Young Indigenous women share powerful messages for COP27 leaders

Graphic that says cop27 youth and future generations
November 10, 2022
Category : General news

It is often the most vulnerable communities who must fight to be heard, while at the same time being the guardians of a vast amount of our world's natural resources. In September, the FSC Indigenous Foundation hosted a panel where young Indigenous women spoke out on issues affecting their communities.

When asked what messages they had for leaders at COP27, their voices rang out clear and strong. Here is what they had to say:

We need to bridge the gap between promises and the urgent need for action. We are no longer talking about the climate crisis of tomorrow. It’s today.

-Cindy Kobei (Kenya): Chair and Co-Founder of Tirap Youth Trust, formally known as Ogiek Youth Council

These hurricanes, all these natural phenomena that are happening, are just reactions to the harm we've done. These things don't just happen out of coincidence. They are happening because something is off balance. 

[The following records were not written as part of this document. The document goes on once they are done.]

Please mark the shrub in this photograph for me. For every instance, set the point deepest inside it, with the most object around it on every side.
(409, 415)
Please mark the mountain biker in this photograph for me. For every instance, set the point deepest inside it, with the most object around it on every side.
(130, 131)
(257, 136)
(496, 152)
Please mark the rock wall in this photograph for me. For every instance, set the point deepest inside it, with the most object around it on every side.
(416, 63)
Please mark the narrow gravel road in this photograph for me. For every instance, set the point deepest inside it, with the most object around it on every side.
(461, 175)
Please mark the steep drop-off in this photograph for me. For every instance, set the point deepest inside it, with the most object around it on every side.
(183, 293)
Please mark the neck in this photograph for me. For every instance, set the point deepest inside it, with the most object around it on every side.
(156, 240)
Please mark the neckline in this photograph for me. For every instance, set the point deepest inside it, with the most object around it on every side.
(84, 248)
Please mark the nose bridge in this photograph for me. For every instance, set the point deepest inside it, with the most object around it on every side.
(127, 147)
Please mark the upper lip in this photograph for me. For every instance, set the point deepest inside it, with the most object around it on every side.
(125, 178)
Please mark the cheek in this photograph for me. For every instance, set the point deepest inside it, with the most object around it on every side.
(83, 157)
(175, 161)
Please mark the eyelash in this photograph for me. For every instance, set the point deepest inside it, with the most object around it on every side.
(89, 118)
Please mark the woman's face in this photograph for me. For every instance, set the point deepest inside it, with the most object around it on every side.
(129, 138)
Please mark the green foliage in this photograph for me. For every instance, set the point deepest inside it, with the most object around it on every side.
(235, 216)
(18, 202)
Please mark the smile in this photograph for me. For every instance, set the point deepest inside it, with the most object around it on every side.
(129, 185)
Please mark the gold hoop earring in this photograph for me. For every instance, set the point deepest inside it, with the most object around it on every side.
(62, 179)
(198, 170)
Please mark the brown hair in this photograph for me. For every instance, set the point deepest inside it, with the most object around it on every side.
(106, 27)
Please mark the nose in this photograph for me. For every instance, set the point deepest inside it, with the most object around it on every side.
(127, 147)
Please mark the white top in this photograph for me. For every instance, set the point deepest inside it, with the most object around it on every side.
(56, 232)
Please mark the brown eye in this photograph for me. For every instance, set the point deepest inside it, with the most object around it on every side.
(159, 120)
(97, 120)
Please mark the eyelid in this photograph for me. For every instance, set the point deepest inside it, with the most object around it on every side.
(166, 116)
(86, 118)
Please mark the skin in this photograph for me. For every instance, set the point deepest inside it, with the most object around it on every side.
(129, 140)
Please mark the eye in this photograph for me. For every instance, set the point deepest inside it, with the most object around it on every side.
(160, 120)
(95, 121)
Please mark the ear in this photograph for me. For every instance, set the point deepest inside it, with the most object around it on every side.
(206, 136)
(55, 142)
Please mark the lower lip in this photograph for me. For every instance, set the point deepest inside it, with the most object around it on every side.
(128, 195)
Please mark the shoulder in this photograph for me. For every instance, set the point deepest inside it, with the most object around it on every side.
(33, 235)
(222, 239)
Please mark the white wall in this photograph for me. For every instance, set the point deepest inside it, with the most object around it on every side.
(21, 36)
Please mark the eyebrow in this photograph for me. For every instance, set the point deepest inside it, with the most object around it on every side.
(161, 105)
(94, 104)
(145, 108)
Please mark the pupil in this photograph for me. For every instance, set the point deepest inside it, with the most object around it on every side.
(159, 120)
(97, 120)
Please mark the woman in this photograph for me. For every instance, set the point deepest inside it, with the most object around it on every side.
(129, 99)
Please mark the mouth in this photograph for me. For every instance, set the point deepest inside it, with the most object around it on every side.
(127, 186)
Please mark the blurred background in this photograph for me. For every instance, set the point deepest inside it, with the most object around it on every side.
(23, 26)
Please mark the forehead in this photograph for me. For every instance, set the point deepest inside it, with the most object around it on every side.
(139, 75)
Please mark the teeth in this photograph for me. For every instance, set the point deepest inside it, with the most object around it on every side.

-Makanalani Gomes (Hawaii): Co-Chair of the UN Global Indigenous Youth Caucus

Indigenous Peoples have lived for thousands of years, taking care of Mother Earth in our own way. But all our work is being destroyed very quickly. 

-Su Hsin (Taiwan): Director of Papora Indigenous Development Association (PIDA)

Climate change is already in our territories. We are already living with its effects and impacts. There needs to be a proposal to change our economic model to deal with climate change.

-Veronica Yacabalquiej (Guatemala): Coordinator of the project "From the Farm to Fork" implemented by the IDEI Association

These young women are fearlessly taking leadership roles to preserve and promote the traditions of their peoples while speaking out for their rights and the struggle to protect the environment, especially in regard to the hardship brought on by climate change. They represent a new generation of agents of change. They are influencers for young people worldwide, for communities in general, and for social organizations and political actors.

FSC is committed to protecting the rights of Indigenous Peoples through our standards. We know that their communities are crucial for helping forests thrive and we hope that the decision-makers at COP27 seek out Indigenous wisdom and stories, listen carefully, and work together to help us contribute to forests for all, forever.